O Projeto de Lei nº 3.582/2026, apresentado pelo deputado federal Luiz Carlos Hauly (Podemos-RS), estabelece que somente atletas em atividade no futebol brasileiro poderão ser convocados para a Seleção em competições oficiais.
A regra seria aplicada tanto às seleções principais quanto às categorias de base. A única exceção prevista no texto envolve amistosos e partidas promocionais, desde que haja autorização do órgão responsável pela organização da competição.
Caso a proposta entrasse em vigor, jogadores brasileiros que atuam em grandes clubes europeus, como Vinícius Júnior, Rodrygo, Endrick, Raphinha e outros, ficariam impedidos de defender a Seleção enquanto estivessem vinculados a equipes do exterior.

Comissão técnica também seria afetada
Além dos atletas, o projeto estabelece que o treinador principal, auxiliares técnicos, preparadores físicos, preparadores de goleiros e demais integrantes da comissão técnica também deverão ser brasileiros e exercer atividades profissionais em clubes ou entidades esportivas instaladas no Brasil.
Na prática, a regra impediria a contratação de profissionais estrangeiros para comandar a Seleção Brasileira em competições oficiais.

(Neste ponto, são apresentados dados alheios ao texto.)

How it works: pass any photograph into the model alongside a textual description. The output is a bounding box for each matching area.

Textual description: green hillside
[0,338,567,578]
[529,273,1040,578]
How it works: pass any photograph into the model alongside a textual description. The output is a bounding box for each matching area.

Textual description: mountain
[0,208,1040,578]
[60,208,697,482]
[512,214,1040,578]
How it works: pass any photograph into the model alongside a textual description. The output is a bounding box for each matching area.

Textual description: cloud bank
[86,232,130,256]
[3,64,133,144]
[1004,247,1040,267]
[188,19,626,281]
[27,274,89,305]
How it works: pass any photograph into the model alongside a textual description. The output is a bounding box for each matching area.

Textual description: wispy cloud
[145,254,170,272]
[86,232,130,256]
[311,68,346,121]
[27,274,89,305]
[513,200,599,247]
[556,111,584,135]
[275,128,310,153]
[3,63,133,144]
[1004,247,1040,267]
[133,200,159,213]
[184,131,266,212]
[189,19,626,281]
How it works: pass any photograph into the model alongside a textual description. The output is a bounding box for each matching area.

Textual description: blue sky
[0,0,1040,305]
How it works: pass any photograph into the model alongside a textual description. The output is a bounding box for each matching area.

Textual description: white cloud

Ao apresentar a proposta, Luiz Carlos Hauly afirmou que o objetivo é fortalecer o futebol brasileiro e aumentar a competitividade dos clubes nacionais.
Segundo o parlamentar, a transferência precoce de atletas para equipes estrangeiras enfraqueceu os clubes formadores, reduziu o nível dos campeonatos nacionais e diminuiu a identificação entre a Seleção Brasileira e os torcedores.
Projeto também proíbe patrocínio de casas de apostas
Outro ponto previsto no texto é a proibição de contratos entre entidades esportivas e empresas de apostas.
A vedação alcança patrocínios, publicidade, promoção, licenciamento e acordos de naming rights firmados por clubes, federações e demais organizações do sistema esportivo com plataformas de apostas esportivas e jogos de azar.
Caso a proposta seja aprovada, contratos em vigor teriam prazo máximo de 180 dias para serem encerrados, sem possibilidade de renovação. O descumprimento poderá resultar na suspensão do acesso a recursos públicos federais, incentivos fiscais, subvenções e outros benefícios, além de sanções administrativas e esportivas.
Seleção se prepara para novos compromissos
Enquanto o projeto inicia sua tramitação no Congresso Nacional, a Seleção Brasileira segue seu calendário esportivo. Os próximos compromissos da equipe comandada por Carlo Ancelotti serão os amistosos contra a Austrália, marcados para os dias 25 e 29 de setembro, nas cidades de Townsville e Brisbane.
Na temporada de 2026, o Brasil disputou nove partidas, somando seis vitórias, um empate e duas derrotas. A equipe foi eliminada nas oitavas de final da Copa do Mundo após derrota para a Noruega, em partida decidida por gols de Erling Haaland.